Die Dominion-Aktien legten im vorbörslichen US-Handel um knapp 15 Prozent zu, während NextEra-Papiere rund zwei Prozent verloren. Nach Abschluss der Übernahme sollen die bisherigen NextEra-Aktionäre 74,5 Prozent an dem kombinierten Konzern halten, der weiterhin von NextEra-Chef John Ketchum geführt werden soll.
Mit Dominion sichert sich NextEra Zugang zu einem der wichtigsten Wachstumsmärkte der Branche.
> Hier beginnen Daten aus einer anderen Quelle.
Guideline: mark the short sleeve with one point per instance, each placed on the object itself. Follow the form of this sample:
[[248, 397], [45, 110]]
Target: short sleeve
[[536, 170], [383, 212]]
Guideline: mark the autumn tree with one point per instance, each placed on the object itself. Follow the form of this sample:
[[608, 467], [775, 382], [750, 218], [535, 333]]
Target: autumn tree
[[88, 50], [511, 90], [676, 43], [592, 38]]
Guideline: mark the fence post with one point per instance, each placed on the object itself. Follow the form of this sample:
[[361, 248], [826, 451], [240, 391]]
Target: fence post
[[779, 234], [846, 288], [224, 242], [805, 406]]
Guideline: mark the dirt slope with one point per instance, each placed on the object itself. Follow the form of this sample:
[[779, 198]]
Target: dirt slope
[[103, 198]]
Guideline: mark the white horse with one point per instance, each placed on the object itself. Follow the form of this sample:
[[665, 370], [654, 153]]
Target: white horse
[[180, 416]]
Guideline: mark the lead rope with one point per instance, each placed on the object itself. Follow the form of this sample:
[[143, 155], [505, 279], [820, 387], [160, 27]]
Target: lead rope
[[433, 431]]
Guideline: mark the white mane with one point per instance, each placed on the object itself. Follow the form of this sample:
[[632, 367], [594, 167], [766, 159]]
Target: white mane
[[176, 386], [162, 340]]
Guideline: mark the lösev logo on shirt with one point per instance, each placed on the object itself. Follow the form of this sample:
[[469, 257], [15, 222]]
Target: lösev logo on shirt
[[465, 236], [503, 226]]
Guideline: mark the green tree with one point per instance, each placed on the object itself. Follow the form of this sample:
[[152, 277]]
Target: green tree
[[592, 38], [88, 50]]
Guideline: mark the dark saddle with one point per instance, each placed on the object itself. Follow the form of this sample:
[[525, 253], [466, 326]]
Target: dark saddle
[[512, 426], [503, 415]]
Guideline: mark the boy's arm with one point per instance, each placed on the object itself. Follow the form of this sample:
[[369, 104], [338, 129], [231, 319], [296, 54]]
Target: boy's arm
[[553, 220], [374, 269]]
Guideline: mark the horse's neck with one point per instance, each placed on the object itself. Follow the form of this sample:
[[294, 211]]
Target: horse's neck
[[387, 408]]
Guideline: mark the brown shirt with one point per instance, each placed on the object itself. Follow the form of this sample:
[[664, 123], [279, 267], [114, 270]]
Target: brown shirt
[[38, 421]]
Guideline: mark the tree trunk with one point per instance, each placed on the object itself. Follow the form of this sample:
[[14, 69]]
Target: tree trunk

Der Versorger aus Virginia verfügt über vertraglich gesicherte Rechenzentrumskapazitäten von fast 51 Gigawatt. Zu den Kunden zählen Alphabet, Amazon, Microsoft, Meta und weitere grosse Technologiekonzerne. Zum Netzgebiet von Dominion gehört auch die sogenannte «Data Center Alley» im Norden Virginias - die weltweit grösste Konzentration von Rechenzentren und einer der am schnellsten wachsenden Strommärkte der Welt. Bereits im vergangenen Jahr hatte NextEra mit der Alphabet-Tochter Google die Wiederinbetriebnahme eines Atomkraftwerks in Iowa vereinbart, um den steigenden Energiebedarf der Tech-Branche zu bedienen.
Die Übernahme reiht sich in eine Konsolidierungswelle in der US-Energiebranche ein. Der rasante Ausbau von Rechenzentren lässt die Stromnachfrage in den USA erstmals seit zwei Jahrzehnten wieder deutlich wachsen und eröffnet den Versorgern neue Ertragschancen. Zuletzt war es in der Branche bereits zu milliardenschweren Transaktionen um Unternehmen wie AES und Constellation Energy gekommen.
Die Dominion-Übernahme dürfte jedoch auf eine intensive Prüfung durch Wettbewerbshüter, Verbraucherschützer und Politiker stossen. Kritiker warnen angesichts steigender Marktkonzentration vor höheren Strompreisen und Risiken für die Netzstabilität. Dominion bringt zudem langfristige Schulden von mehr als 44 Milliarden Dollar mit. Die Strompreise in den USA sind nach Angaben der US-Energiebehörde EIA in den vergangenen fünf Jahren um rund 40 Prozent gestiegen, in wichtigen Rechenzentrumsregionen wie Virginia zuletzt sogar noch deutlich stärker. Die Transaktion soll innerhalb von zwölf bis 18 Monaten abgeschlossen werden und benötigt noch die Zustimmung von Aktionären und Aufsichtsbehörden.